Back in Da Nang, I met a Vietnamese guy who had been “adopted” by Marines back in the war when he was nine. He basically was the errand boy. Now he’s 61, and you can see the influence of the Marines because every other word he says is fuck. I introduced myself and he said, “Malcolm? Weird fucking name, man.” We got along quite well.
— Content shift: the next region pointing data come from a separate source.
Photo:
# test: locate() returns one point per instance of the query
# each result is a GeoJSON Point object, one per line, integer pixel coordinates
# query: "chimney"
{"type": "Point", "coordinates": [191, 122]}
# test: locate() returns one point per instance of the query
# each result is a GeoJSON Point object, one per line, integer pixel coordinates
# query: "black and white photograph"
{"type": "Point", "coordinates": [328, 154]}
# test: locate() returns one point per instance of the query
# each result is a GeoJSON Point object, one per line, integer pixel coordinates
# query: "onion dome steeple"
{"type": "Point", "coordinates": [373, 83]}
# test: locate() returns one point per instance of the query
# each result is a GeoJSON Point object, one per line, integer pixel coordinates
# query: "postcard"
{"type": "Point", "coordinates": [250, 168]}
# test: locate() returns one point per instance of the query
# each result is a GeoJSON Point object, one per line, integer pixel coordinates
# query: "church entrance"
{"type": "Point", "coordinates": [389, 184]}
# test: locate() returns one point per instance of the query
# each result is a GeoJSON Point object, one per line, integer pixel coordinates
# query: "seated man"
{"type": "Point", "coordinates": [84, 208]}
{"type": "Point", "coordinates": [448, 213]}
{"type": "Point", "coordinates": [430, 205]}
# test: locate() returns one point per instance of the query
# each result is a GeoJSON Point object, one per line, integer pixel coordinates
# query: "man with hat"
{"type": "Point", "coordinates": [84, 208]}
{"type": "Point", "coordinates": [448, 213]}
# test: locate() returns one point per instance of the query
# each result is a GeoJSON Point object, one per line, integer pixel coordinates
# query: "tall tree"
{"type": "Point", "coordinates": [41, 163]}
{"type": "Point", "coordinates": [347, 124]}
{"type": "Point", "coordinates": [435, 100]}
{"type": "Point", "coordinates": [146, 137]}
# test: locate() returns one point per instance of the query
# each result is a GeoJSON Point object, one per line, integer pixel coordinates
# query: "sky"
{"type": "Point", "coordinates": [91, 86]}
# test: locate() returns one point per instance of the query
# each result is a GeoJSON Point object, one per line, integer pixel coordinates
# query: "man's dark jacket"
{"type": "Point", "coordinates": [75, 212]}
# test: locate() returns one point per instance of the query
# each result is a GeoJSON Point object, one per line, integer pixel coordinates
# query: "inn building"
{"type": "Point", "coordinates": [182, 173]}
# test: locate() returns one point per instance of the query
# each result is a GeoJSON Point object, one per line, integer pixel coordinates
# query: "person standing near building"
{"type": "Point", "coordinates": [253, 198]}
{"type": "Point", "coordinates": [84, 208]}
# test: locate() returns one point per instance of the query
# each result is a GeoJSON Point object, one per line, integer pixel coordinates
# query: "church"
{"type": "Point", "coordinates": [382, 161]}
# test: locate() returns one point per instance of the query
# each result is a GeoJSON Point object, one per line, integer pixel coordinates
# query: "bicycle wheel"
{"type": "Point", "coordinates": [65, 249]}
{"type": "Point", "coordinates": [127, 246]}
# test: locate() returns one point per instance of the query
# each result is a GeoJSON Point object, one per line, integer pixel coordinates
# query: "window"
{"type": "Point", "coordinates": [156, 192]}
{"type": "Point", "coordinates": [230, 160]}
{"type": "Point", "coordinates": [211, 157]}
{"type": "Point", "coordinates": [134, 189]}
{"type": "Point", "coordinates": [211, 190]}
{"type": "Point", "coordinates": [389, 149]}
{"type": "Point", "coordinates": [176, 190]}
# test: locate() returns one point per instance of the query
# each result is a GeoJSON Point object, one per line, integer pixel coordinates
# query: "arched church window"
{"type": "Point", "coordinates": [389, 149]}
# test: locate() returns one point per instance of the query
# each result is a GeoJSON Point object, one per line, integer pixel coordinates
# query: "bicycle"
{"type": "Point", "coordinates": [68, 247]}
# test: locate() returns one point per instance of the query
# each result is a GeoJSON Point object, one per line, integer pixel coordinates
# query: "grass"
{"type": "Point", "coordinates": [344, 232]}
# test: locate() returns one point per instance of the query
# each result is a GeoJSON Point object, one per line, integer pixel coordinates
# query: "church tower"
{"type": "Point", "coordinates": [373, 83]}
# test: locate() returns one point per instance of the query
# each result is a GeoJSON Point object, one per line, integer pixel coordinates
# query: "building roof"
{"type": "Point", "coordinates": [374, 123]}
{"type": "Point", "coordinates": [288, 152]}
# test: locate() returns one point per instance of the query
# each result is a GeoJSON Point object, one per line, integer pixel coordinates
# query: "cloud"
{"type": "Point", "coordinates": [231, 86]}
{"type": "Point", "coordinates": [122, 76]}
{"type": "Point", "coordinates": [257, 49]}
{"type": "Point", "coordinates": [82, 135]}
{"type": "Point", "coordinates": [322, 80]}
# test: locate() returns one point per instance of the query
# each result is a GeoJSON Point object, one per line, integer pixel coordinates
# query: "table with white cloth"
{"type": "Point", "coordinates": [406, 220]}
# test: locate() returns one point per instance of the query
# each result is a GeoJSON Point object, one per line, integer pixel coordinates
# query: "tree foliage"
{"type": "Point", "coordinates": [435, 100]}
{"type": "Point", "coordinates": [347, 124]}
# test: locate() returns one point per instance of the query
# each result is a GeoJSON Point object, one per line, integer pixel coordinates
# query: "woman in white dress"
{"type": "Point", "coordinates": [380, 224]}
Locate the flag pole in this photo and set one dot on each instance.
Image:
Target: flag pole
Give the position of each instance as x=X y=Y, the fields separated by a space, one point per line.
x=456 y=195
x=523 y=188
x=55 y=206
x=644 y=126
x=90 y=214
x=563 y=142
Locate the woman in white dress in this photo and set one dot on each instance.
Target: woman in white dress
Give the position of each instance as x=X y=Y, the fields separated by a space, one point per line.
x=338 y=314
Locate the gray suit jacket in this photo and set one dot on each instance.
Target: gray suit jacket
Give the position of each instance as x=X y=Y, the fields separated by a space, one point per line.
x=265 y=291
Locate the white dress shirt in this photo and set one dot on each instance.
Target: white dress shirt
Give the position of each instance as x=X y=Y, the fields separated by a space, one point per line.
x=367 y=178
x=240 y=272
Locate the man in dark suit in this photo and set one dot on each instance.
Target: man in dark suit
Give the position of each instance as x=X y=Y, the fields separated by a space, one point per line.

From Da Nang once more we headed north to Sapa, a once-rural area that now resembles Aspen. The local indigenous people turn out and sell themselves in traditional dress for visitors to pose with, take pics, etc. Their kids, looking like JonBenét Ramsey, cry. They clearly hate being displayed for the pleasure of tourists. And the local farmers have been turned into set pieces for visitors to see “the real” Vietnam. We fought the war allegedly to stop Communism. Little did we know the threat was capitalism.

After Sapa, I returned to Da Nang where I am now to follow up with some vets I met earlier. Here I came down with dengue virus, which for me was like a severe flu. It has not been pleasant. At a pharmacy, a doctor gave me five different meds and asked me to swear that I would take them for a minimum of five days for maximum effect. I swore, raising my right hand. The doctor smiled and said that was not necessary. I followed through taking the medicine for five days and feel much better although I still feel traces of of a cough percolating in my chest.

That’s about it for now. . . . just offering a small glimpse of life here.